To go back to basics, as it were, we'd need to make a concerted societal effort to delay introduction to such topics until children are ready for them.

SunnydaleClassProtector99 · 16/05/2021 16:29

I think the loss of storytime is a big loss in primary, but unfortunately, with the focus on sats and league tables it's considered expendable.

SmokedDuck · 16/05/2021 16:33

I don't understand it really, we can see this approach has done no good for the American schools.

And the Asian schools just work on a totally different basis and I think you can argue their results are not all they are cracked up to be.

It's not something that's on individual teachers really though I think a lot of younger ones are missing out on critical thinking skills themselves. So they don't really understand what they are supposed to be imparting.

SunnydaleClassProtector99 · 16/05/2021 16:39

The problem was that people that know nothing about teaching Gove cough cough drive these changes and targets.
They want the free play based learning of the Nordic countries. They want the high achieving maths skills of China. These Sims do not mesh so you end up with children being taught in a patchy, mismatched and inconsistent way.

There's no time. No time for discussion about the world around us.
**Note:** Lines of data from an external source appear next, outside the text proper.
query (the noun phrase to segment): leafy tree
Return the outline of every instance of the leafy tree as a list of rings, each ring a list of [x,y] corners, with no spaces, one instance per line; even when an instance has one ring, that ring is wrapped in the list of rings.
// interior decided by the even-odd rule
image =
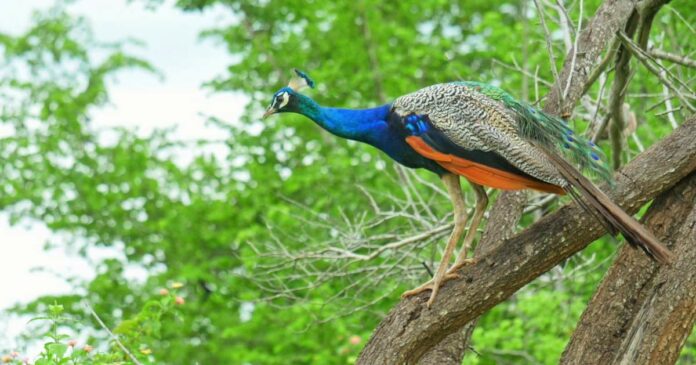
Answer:
[[[153,11],[160,6],[157,1],[148,4]],[[585,1],[584,14],[598,5]],[[287,257],[268,257],[277,252],[264,249],[278,246],[267,244],[280,242],[287,252],[297,253],[337,240],[409,237],[443,224],[449,203],[426,185],[408,183],[422,179],[437,185],[434,177],[404,174],[373,149],[333,138],[298,117],[260,121],[262,108],[293,67],[311,73],[318,82],[312,96],[328,105],[377,105],[421,86],[462,78],[504,85],[536,101],[548,88],[544,80],[553,80],[554,67],[537,14],[518,2],[479,0],[316,0],[311,6],[278,0],[180,0],[176,6],[182,11],[222,6],[235,15],[227,26],[204,33],[236,60],[206,87],[241,92],[250,100],[240,121],[211,120],[225,136],[223,158],[200,152],[191,163],[181,164],[175,162],[179,151],[216,142],[184,143],[168,131],[142,137],[125,129],[91,128],[91,112],[108,101],[108,80],[119,70],[156,71],[124,53],[122,44],[94,40],[87,21],[70,16],[69,6],[37,14],[24,34],[0,35],[0,120],[14,131],[0,139],[0,209],[15,222],[36,219],[69,237],[60,244],[82,252],[113,247],[126,257],[125,262],[100,263],[93,280],[78,283],[86,289],[84,296],[39,298],[14,311],[37,315],[58,301],[78,319],[65,327],[92,327],[94,340],[108,341],[82,300],[108,326],[120,323],[121,330],[135,331],[142,325],[138,313],[153,293],[181,281],[186,305],[178,309],[180,320],[152,322],[158,336],[148,339],[148,348],[158,363],[352,363],[400,291],[427,278],[420,262],[439,257],[437,237],[403,248],[411,256],[399,271],[379,268],[401,257],[387,254],[345,266],[320,260],[312,272],[287,266],[273,271]],[[665,34],[690,31],[696,13],[692,8],[681,2],[661,13]],[[577,19],[577,5],[569,14]],[[681,21],[684,14],[687,19]],[[562,31],[559,24],[551,23],[554,34]],[[694,47],[677,37],[660,41],[666,49]],[[562,39],[553,46],[558,55],[565,53]],[[693,70],[678,72],[685,79],[693,77]],[[659,88],[654,77],[638,72],[629,92]],[[593,96],[600,92],[598,86],[591,90]],[[625,158],[637,152],[637,142],[648,146],[671,131],[667,116],[651,109],[661,98],[641,97],[631,105],[641,126],[637,138],[629,140]],[[578,118],[580,131],[592,112],[582,110],[590,117]],[[104,133],[115,136],[109,139],[113,142],[104,142]],[[403,214],[361,225],[382,218],[374,205],[400,211],[416,194],[423,202],[405,211],[428,216],[429,210],[433,218],[414,223]],[[528,215],[523,224],[539,214]],[[468,356],[465,363],[523,363],[526,356],[557,362],[614,250],[608,241],[595,244],[491,311],[474,335],[480,355]],[[147,280],[126,280],[127,265],[146,268]],[[370,281],[365,274],[330,280],[320,275],[365,267],[378,267],[375,277],[382,280]],[[569,279],[562,275],[566,272],[578,275]],[[546,315],[550,307],[559,313],[556,317]],[[534,341],[525,340],[528,333]],[[685,356],[694,356],[691,342]],[[139,346],[137,341],[128,345]]]

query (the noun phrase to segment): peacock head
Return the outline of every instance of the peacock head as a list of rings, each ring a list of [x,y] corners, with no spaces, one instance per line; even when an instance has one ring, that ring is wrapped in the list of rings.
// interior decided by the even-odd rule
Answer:
[[[299,91],[307,86],[314,88],[314,81],[306,73],[298,69],[294,69],[294,71],[295,75],[290,79],[288,86],[273,94],[271,105],[263,113],[264,118],[275,113],[297,112],[302,100],[302,94]]]

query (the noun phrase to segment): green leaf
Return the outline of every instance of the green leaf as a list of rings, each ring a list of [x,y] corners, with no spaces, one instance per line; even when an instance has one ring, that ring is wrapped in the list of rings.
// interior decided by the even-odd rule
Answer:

No time for addressing misconceptions. No time for fostering a love of learning.

It's a mess. And likely to continue as old hands are leaving or passed over for inexperienced nqts.

SmokedDuck · 16/05/2021 17:02

It's not like kids in the Nordic countries can't do math though!

I think it's the testability they are seduced by.

But in any case, it doesn't produce children who can spot a coherent argument, much less understand the nature of bias, or notice factual historical inaccuracies.